1. A method for modulating blood glucose in a subject, comprising administering to the subject a therapeutically effective amount of a Gilatide peptide or functional analog thereof that modulates insulin secretion, such that the administration of the Gilatide peptide or functional analog produces an increase in insulin, thereby modulating blood glucose levels.

2. The method of claim 1, wherein the method further comprises the step of modulating a glucose-metabolism disorder in a subject.

3. The method of claim 2, wherein the glucose-metabolism disorder is diabetes.

4. The method of claim 1, wherein the step of administering the therapeutically effective amount of a Gilatide peptide or functional analog is selected from the group comprising intraperitoneal, intracerebroventricular, intradermal, intramuscular, intravenous, subcutaneous, and intranasal delivery.

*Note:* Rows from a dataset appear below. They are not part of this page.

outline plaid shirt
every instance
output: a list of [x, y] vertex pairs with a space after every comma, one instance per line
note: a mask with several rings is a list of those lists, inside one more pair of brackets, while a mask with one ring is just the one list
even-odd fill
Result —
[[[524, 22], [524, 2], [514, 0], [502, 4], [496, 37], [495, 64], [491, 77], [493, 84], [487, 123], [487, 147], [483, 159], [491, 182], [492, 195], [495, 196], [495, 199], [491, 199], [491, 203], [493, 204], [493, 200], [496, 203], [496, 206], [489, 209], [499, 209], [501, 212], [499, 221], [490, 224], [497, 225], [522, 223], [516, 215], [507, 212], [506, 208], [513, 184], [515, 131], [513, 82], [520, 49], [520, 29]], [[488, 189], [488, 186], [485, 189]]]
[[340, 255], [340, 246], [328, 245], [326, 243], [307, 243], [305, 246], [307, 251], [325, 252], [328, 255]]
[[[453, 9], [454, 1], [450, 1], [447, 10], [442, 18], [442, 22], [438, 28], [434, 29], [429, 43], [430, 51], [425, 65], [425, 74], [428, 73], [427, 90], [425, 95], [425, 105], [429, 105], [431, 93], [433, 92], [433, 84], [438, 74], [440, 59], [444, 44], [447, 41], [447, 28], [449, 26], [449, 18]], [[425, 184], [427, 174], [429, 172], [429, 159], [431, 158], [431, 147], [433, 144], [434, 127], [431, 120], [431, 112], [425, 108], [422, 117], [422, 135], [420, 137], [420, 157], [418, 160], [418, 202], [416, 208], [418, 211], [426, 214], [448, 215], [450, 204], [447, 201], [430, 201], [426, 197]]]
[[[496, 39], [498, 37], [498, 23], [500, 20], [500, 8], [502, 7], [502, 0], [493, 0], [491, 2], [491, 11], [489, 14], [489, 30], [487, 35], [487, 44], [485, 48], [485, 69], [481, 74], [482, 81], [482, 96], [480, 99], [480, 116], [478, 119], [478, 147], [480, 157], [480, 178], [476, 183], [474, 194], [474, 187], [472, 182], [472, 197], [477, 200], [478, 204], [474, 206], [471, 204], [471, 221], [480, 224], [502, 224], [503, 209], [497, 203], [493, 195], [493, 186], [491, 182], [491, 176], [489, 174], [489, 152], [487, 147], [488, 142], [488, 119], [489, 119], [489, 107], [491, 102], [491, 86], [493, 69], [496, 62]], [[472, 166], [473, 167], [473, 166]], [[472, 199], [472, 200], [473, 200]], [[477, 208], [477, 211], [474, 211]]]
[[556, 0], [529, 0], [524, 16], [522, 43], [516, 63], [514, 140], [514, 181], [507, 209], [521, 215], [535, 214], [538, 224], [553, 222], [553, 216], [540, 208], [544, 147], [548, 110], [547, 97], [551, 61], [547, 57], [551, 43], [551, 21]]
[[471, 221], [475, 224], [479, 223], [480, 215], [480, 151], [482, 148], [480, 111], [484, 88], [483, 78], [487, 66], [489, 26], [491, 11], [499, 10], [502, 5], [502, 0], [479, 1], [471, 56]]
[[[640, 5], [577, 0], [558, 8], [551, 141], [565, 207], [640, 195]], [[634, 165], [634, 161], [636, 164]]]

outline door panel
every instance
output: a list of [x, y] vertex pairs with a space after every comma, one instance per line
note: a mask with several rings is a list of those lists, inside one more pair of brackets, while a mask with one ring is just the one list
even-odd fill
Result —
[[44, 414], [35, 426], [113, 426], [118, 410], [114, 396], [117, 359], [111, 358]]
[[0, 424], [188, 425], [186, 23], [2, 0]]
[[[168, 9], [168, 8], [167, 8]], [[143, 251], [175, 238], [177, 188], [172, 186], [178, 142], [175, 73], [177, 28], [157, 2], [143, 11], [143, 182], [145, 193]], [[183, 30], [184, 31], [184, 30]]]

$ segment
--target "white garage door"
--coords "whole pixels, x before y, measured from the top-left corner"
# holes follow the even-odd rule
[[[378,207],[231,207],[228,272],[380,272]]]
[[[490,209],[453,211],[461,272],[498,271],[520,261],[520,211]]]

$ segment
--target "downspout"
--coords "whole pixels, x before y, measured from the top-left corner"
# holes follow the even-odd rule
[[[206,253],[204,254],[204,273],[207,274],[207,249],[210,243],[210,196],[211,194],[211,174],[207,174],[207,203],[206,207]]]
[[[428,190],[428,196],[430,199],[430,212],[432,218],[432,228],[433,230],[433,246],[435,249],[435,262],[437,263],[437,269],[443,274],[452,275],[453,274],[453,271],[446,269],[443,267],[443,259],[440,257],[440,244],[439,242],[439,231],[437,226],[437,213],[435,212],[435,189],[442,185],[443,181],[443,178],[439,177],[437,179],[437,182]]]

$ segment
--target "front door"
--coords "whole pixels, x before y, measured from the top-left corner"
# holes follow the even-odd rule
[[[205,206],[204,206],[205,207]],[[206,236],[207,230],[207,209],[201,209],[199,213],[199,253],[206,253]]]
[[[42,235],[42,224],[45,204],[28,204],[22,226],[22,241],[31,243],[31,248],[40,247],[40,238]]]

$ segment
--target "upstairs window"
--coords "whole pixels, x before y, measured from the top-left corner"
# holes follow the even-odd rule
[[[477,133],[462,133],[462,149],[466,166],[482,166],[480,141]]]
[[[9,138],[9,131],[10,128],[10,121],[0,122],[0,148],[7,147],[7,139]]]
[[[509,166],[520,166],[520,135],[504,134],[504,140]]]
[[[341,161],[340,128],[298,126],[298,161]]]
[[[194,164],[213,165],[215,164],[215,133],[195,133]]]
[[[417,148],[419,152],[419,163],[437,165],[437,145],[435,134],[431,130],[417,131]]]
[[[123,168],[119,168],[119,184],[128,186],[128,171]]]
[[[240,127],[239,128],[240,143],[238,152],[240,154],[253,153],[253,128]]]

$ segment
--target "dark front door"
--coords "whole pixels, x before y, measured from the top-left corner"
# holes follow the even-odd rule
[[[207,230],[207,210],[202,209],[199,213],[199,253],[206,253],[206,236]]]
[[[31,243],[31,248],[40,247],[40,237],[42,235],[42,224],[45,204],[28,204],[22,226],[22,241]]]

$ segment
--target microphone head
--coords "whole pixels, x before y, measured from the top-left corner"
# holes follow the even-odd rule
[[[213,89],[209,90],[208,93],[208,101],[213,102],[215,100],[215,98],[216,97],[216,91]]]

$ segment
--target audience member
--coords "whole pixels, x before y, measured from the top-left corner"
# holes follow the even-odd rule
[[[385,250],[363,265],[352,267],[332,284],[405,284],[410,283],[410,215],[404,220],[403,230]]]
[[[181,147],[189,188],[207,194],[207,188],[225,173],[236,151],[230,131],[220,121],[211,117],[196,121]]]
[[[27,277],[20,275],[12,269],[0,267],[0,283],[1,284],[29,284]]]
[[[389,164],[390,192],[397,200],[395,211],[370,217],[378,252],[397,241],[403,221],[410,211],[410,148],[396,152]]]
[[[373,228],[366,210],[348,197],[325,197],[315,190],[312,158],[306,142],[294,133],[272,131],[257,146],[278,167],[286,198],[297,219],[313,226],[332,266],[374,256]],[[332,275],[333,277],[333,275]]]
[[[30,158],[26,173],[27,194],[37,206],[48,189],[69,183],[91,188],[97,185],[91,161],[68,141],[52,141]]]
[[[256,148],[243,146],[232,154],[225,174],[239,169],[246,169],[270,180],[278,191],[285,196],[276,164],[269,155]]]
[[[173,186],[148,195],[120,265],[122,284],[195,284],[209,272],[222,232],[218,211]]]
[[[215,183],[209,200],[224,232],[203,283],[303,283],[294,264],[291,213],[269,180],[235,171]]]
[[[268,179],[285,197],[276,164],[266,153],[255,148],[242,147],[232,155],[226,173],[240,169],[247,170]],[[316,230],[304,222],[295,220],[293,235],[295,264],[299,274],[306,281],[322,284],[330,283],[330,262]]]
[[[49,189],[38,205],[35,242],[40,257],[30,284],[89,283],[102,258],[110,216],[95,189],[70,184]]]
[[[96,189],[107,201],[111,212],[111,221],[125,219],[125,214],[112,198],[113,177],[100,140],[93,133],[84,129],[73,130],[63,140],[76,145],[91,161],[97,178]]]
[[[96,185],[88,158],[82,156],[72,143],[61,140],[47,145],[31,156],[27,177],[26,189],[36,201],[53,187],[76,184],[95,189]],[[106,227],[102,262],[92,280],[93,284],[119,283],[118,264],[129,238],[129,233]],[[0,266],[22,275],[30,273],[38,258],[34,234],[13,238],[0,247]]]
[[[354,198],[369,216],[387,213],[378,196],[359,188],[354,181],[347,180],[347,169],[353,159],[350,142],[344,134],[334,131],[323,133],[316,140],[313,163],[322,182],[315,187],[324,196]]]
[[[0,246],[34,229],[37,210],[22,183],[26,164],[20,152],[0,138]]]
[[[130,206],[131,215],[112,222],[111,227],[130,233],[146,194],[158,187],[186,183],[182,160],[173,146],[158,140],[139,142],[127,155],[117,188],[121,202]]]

5. The method of claim 1, wherein the therapeutically effective amount of Gilatide peptide of functional analog is administered intraperitonally.

6. The method of claim 1, wherein the Gilatide peptide or functional analog thereof comprises less than 25 amino acids.

7. The method of claim 1, wherein the Gilatide peptide or functional analog thereof comprises less than 20 amino acids.

8. The method of claim 1, wherein the Gilatide peptide or functional analog thereof comprises less than 15 amino acids.

9. A method of modulating insulin in a subject comprising administering to the subject a pharmaceutical composition comprising a therapeutically effective amount of a Gilatide peptide or functional analog thereof, such that the Gilatide peptide or functional analog thereof interacts with a glucogan-like peptide-1 receptor (GLP-1R), whereby insulin secretion is induced.